Research has been exploring how the eye may help in diagnosing Alzheimer’s disease before symptoms begin. The disease is well advanced by the time memory and behavior are affected.
“Alzheimer’s disease begins in the brain decades before the first symptoms of memory loss,” said Dr. Richard Isaacson, an Alzheimer’s preventive neurologist who is also at the Institute for Neurodegenerative Diseases.
If doctors are able to identify the disease in its earliest stages, people could then make healthy lifestyle choices and control their “modifiable risk factors, like high blood pressure, high cholesterol and diabetes,” Isaacson said,
The eye knows
Just how early can we see signs of cognitive decline? To find out, a recent study examined donated tissue from the retina and brains of 86 people with different degrees of mental decline.
“Our study is the first to provide in-depth analyses of the protein profiles and the molecular, cellular, and structural effects of Alzheimer’s disease in the human retina and how they correspond with changes in the brain and cognitive function,” said senior author Maya Koronyo-Hamaoui, a professor of neurosurgery and biomedical sciences at Cedars-Sinai in Los Angeles, in a statement.

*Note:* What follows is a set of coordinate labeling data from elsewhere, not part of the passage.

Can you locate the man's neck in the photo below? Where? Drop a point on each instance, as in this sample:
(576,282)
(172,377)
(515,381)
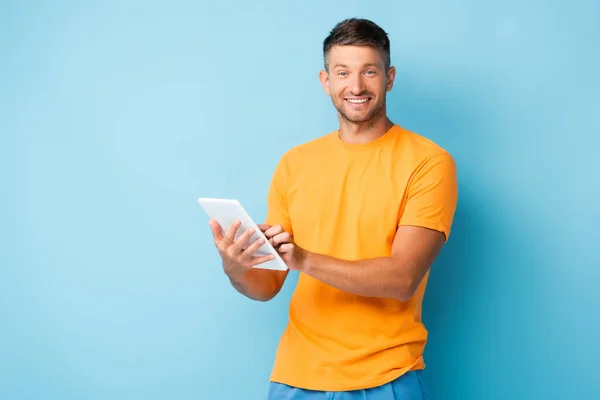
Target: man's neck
(364,132)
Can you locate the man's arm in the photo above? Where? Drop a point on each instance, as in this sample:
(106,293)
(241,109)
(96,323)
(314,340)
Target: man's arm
(397,276)
(260,284)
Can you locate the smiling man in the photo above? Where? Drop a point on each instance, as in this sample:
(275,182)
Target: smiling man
(362,213)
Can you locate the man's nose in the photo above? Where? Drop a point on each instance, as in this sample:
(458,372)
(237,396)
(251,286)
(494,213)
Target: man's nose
(357,85)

“These changes in the retina correlated with changes in parts of the brain called the entorhinal and temporal cortices, a hub for memory, navigation and the perception of time,” Koronyo-Hamaoui said.
Investigators in the study collected retinal and brain tissue samples over 14 years from 86 human donors with Alzheimer’s disease and mild cognitive impairment — the largest group of retinal samples ever studied, according to the authors.
Researchers then compared samples from donors with normal cognitive function to those with mild cognitive impairment and those with later-stage Alzheimer’s disease.
The study, published in February in the journal Acta Neuropathologica, found significant increases in beta-amyloid, a key marker of Alzheimer’s disease, in people with both Alzheimer’s and early cognitive decline.
Microglial cells declined by 80% in those with cognitive issues, the study found. These cells are responsible for repairing and maintaining other cells, including clearing beta-amyloid from the brain and retina.
“Markers of inflammation were (also) found, which may be an equally important marker for disease progression,” said Isaacson, who was not involved in the study.
“The findings were also apparent in people with no or minimal cognitive symptoms, which suggests these new eye tests may be well-positioned to aid in early diagnosis.”
The study researchers found higher numbers of immune cells tightly surrounding amyloid beta plaques as well as other cells responsible for inflammation and cell and tissue death.
Tissue atrophy and inflammation in cells in the far periphery of the retina were most predictive of cognitive status, the study found.
“These findings may eventually lead to the development of imaging techniques that allow us to diagnose Alzheimer’s disease earlier and more accurately,” Isaacson said, “and monitor its progression noninvasively by looking through the eye.”